This year, my brassica line-up inclues broccoli, cabbage (one spring and one fall), broccoli raab, kale (probably two, maybe three kinds), kohlrabi, Chinese cabbage, bok choi, and Brussels sprouts.

While working up a couple of rows in the north central garden today, I’d planned a 2′ x 30′ row of Goddess salad mix, and the same size row of what I thought would be parsnips. But then the brassica equation came into play.

The Goddess mix went where eggplant was last year (manure applied and worked in) because that area might be a flea beetle issue, and flea beetles don’t generally bother lettuce.

I kept arugula separate from the mix (under row cover in a different part of the garden) in order to avoid it being shot full of little holes by those nasty little hopping critters–but don’t worry–the Goddess mix will contain that spicy extra kick. I’ll just blend it separately.

But that second row I worked up (and where I was planning on planting parsnips), suddenly seemed like a very good place to get a brassica or brassica-like crop in.  It’s a relatively weed-free space (good for direct seeding), so instead of parnsips or even carrots, the idea of putting in some broccoli raab in there got very attractive indeed.

I haven’t done it quite yet–it was getting late and a vision of crisp white Hakurei turnips was competing with the raab.
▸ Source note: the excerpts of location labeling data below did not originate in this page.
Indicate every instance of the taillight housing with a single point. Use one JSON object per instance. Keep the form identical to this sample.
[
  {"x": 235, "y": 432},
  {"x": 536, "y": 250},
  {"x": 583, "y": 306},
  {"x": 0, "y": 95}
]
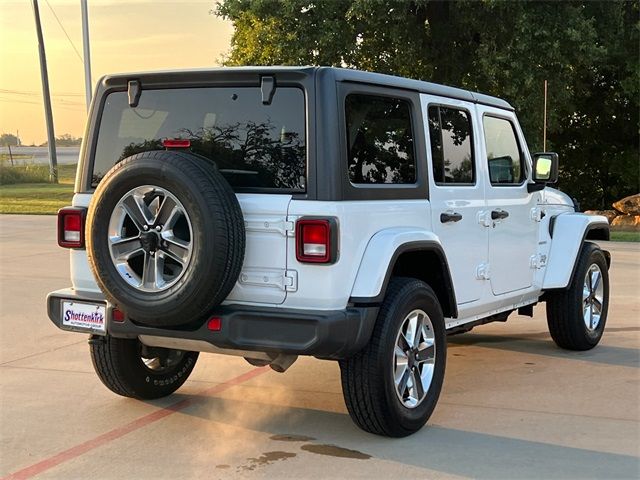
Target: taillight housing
[
  {"x": 71, "y": 222},
  {"x": 317, "y": 240}
]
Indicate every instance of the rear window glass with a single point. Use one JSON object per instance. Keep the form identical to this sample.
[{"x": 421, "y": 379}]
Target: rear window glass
[
  {"x": 451, "y": 149},
  {"x": 380, "y": 140},
  {"x": 255, "y": 146}
]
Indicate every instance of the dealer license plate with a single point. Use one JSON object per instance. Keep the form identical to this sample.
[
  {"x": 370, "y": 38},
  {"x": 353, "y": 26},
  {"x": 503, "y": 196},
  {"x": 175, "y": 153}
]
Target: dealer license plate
[{"x": 84, "y": 317}]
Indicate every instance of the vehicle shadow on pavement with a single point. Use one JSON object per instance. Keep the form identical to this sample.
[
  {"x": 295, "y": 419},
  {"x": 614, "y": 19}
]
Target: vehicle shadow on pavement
[
  {"x": 448, "y": 450},
  {"x": 605, "y": 354}
]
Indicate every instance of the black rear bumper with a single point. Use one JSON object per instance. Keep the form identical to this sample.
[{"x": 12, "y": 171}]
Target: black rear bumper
[{"x": 333, "y": 334}]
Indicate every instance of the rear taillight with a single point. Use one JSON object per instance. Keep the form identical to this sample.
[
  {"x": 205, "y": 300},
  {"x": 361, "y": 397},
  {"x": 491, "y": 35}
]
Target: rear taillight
[
  {"x": 316, "y": 240},
  {"x": 71, "y": 227}
]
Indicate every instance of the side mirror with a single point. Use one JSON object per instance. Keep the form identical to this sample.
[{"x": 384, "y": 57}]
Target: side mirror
[{"x": 545, "y": 168}]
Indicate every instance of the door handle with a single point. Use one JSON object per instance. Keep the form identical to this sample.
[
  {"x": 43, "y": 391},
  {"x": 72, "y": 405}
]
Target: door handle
[
  {"x": 499, "y": 215},
  {"x": 450, "y": 217}
]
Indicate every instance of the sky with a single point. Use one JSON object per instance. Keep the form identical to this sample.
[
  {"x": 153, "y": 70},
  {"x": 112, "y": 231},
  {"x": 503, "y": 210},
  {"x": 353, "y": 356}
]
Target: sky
[{"x": 126, "y": 36}]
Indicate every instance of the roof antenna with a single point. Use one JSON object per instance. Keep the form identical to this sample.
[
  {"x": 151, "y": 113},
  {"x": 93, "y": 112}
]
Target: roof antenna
[
  {"x": 268, "y": 88},
  {"x": 134, "y": 89}
]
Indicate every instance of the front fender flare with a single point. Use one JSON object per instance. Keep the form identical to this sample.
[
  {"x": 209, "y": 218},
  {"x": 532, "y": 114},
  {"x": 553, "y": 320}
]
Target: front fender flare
[{"x": 569, "y": 233}]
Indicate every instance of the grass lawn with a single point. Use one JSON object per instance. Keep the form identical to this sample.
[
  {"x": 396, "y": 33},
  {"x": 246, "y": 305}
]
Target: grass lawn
[{"x": 39, "y": 198}]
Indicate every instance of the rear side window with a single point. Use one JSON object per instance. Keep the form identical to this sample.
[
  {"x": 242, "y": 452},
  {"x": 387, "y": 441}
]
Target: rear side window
[
  {"x": 379, "y": 140},
  {"x": 503, "y": 153},
  {"x": 451, "y": 146},
  {"x": 255, "y": 146}
]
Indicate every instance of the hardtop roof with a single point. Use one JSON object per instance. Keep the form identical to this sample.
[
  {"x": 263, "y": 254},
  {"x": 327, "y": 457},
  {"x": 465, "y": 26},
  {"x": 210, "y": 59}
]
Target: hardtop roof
[{"x": 340, "y": 74}]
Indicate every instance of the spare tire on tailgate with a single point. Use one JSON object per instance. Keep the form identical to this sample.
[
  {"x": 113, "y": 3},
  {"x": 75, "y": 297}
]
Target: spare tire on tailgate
[{"x": 165, "y": 237}]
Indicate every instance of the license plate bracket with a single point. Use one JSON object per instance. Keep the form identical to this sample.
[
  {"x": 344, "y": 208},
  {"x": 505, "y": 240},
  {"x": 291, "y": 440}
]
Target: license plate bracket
[{"x": 84, "y": 317}]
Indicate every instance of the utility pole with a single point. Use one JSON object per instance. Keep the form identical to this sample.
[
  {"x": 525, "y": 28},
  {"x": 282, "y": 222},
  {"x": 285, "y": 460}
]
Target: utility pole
[
  {"x": 51, "y": 138},
  {"x": 544, "y": 123},
  {"x": 86, "y": 50}
]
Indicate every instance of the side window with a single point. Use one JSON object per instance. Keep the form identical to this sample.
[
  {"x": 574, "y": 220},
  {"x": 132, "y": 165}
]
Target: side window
[
  {"x": 503, "y": 153},
  {"x": 379, "y": 140},
  {"x": 451, "y": 150}
]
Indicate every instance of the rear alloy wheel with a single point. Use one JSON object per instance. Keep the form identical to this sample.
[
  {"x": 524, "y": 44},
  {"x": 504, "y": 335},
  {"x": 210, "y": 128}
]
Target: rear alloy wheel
[
  {"x": 577, "y": 315},
  {"x": 414, "y": 358},
  {"x": 391, "y": 387},
  {"x": 150, "y": 238}
]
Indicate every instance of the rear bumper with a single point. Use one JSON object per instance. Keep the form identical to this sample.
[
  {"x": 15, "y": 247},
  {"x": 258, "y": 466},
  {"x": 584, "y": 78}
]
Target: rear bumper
[{"x": 334, "y": 334}]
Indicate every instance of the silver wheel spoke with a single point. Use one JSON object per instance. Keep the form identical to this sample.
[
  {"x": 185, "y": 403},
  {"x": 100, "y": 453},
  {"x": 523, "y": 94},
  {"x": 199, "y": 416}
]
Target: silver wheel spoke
[
  {"x": 124, "y": 248},
  {"x": 417, "y": 383},
  {"x": 418, "y": 331},
  {"x": 177, "y": 249},
  {"x": 137, "y": 210},
  {"x": 597, "y": 304},
  {"x": 150, "y": 271},
  {"x": 427, "y": 353},
  {"x": 595, "y": 281},
  {"x": 403, "y": 342},
  {"x": 156, "y": 254},
  {"x": 593, "y": 297},
  {"x": 414, "y": 358},
  {"x": 404, "y": 380},
  {"x": 167, "y": 214}
]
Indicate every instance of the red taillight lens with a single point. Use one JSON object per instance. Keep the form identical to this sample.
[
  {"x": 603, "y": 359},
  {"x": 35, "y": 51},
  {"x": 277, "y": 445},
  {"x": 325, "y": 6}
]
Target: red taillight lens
[
  {"x": 71, "y": 227},
  {"x": 176, "y": 143},
  {"x": 315, "y": 240}
]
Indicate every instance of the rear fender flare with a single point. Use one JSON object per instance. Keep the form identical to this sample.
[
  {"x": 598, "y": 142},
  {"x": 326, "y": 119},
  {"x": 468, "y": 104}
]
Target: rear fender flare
[{"x": 379, "y": 260}]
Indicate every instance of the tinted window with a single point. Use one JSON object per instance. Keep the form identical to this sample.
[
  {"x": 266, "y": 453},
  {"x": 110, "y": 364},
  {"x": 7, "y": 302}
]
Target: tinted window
[
  {"x": 254, "y": 145},
  {"x": 503, "y": 152},
  {"x": 451, "y": 151},
  {"x": 380, "y": 140}
]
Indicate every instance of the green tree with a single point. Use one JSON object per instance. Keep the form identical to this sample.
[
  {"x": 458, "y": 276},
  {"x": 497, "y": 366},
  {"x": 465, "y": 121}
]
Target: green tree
[
  {"x": 588, "y": 51},
  {"x": 7, "y": 139}
]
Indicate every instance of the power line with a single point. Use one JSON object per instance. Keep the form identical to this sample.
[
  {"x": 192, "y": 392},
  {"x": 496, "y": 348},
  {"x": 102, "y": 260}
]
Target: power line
[
  {"x": 31, "y": 93},
  {"x": 65, "y": 31}
]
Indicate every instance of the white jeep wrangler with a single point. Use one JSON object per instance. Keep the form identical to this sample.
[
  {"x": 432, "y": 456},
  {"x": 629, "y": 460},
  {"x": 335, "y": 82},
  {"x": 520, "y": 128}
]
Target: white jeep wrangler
[{"x": 276, "y": 212}]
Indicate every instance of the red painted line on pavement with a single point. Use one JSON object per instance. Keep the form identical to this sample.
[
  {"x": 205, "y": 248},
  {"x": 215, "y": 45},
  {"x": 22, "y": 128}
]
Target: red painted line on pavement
[{"x": 82, "y": 448}]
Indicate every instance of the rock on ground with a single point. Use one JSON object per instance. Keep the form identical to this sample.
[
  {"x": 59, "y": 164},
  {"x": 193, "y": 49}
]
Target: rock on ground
[
  {"x": 610, "y": 214},
  {"x": 629, "y": 205},
  {"x": 626, "y": 222}
]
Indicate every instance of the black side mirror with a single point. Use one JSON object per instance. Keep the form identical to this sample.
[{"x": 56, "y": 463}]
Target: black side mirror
[{"x": 545, "y": 168}]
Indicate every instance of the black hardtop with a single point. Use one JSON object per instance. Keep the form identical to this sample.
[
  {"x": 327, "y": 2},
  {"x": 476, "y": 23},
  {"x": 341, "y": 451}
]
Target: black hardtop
[{"x": 251, "y": 75}]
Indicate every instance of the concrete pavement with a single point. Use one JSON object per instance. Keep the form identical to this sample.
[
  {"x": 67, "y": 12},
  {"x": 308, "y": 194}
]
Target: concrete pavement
[{"x": 513, "y": 405}]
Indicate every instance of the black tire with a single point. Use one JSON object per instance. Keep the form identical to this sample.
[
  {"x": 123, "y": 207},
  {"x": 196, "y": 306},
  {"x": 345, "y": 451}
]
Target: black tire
[
  {"x": 120, "y": 366},
  {"x": 368, "y": 377},
  {"x": 217, "y": 237},
  {"x": 565, "y": 308}
]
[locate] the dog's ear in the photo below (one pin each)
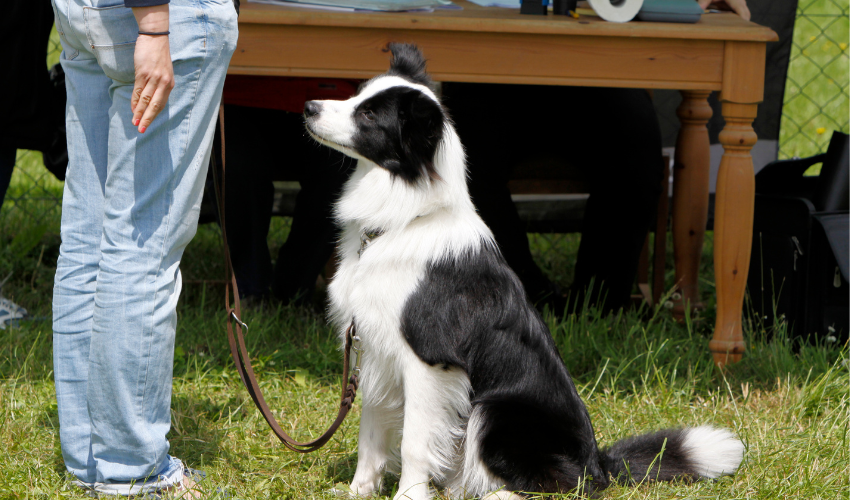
(422, 124)
(408, 63)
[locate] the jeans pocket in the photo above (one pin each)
(112, 33)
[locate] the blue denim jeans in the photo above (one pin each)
(130, 207)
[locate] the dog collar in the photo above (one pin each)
(366, 237)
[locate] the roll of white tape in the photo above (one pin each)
(616, 11)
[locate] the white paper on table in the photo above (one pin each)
(508, 4)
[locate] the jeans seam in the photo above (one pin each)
(164, 244)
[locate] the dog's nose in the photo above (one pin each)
(312, 108)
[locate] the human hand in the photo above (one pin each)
(738, 6)
(154, 72)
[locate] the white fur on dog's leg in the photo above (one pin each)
(430, 411)
(502, 495)
(372, 453)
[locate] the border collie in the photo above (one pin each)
(461, 381)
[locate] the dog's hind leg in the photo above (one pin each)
(373, 449)
(436, 401)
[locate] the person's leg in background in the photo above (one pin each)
(255, 147)
(131, 205)
(322, 172)
(618, 145)
(7, 164)
(260, 144)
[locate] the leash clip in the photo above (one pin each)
(236, 318)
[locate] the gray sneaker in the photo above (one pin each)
(177, 482)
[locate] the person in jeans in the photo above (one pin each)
(144, 82)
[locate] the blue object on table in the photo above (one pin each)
(670, 11)
(535, 7)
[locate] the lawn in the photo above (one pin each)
(638, 371)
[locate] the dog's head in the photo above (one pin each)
(394, 121)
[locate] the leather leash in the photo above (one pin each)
(242, 360)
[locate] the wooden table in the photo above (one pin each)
(721, 52)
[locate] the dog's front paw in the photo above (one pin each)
(419, 491)
(360, 489)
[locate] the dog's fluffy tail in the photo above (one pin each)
(694, 453)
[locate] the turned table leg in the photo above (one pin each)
(733, 229)
(690, 195)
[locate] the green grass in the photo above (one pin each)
(787, 401)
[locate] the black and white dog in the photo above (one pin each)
(461, 381)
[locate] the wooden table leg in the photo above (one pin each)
(743, 86)
(690, 195)
(733, 230)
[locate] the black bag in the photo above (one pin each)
(801, 245)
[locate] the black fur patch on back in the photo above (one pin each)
(408, 63)
(399, 129)
(472, 313)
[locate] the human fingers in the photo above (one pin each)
(157, 102)
(154, 71)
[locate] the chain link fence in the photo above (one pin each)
(817, 90)
(816, 102)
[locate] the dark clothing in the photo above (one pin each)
(262, 145)
(27, 122)
(612, 135)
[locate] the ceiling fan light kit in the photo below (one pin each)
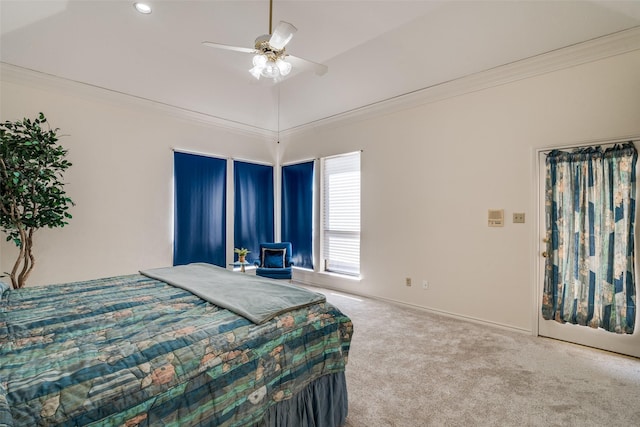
(269, 52)
(269, 60)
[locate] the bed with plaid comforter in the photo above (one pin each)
(134, 351)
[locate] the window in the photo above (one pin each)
(253, 195)
(341, 214)
(297, 211)
(200, 219)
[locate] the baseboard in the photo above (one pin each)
(427, 309)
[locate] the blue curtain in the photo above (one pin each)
(199, 209)
(590, 213)
(297, 211)
(254, 219)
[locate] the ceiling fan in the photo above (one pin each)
(270, 58)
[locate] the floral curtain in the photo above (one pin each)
(590, 212)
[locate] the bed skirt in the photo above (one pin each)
(323, 403)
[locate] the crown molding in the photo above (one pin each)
(24, 76)
(580, 53)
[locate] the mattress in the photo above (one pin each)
(132, 350)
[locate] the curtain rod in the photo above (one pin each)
(633, 138)
(198, 153)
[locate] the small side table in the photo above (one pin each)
(241, 265)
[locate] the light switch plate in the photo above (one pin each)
(496, 217)
(518, 218)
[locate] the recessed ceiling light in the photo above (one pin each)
(142, 8)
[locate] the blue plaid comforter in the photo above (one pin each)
(132, 351)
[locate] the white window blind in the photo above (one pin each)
(341, 214)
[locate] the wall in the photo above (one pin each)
(121, 178)
(431, 172)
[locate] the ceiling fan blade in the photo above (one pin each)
(319, 69)
(282, 35)
(227, 47)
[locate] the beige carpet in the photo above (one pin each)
(409, 367)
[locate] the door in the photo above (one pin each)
(628, 344)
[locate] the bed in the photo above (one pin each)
(137, 351)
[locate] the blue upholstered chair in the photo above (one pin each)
(275, 260)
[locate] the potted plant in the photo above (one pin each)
(242, 253)
(32, 192)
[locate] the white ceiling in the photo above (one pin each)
(375, 50)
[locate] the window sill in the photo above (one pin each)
(341, 276)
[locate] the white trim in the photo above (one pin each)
(581, 53)
(570, 56)
(28, 77)
(198, 153)
(427, 309)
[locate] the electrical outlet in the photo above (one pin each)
(518, 218)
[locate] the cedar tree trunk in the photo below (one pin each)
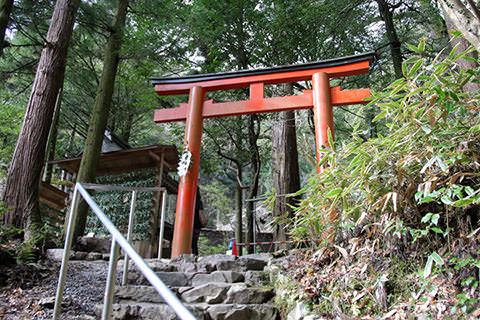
(387, 16)
(463, 45)
(21, 196)
(286, 176)
(5, 10)
(464, 19)
(253, 133)
(101, 109)
(52, 139)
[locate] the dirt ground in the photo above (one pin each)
(27, 291)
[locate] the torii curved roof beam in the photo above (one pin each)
(338, 67)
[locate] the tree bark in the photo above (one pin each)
(286, 173)
(5, 10)
(395, 45)
(239, 207)
(253, 133)
(463, 45)
(21, 196)
(100, 113)
(463, 19)
(52, 138)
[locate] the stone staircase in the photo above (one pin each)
(218, 287)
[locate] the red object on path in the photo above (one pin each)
(321, 98)
(234, 249)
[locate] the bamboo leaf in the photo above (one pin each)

I’ll make the decision tonight and get the planting done tomorrow.  It seems like I have a good amount of greens already in (all that spinach, plus arugula, lettuce, and the salad mix), so a root crop is tempting.

Still, I’m now focused pretty seriously on planning out space for all those brasscias–the spring cabbage, broccoli, and Brussels sprouts can go in a slightly weedier spot since they are transplants, so easier to hoe around.

Kohlrabi and kales (plus red cabbage and Chinese cabbage) will be planted in late summer for a fall crop, so they can wait their turn.  But bok choi and broccoli raab need a suitable rotated and manured weed-free seed bed very soon!

This is all to say that while crop rotation may seem more of a pain than it’s worth–trust me, it’s very much worth your trouble, and unless you are a highly diversified vegetable crop grower like I am, chances are it will be much less logistically complex than what I’m dealing with!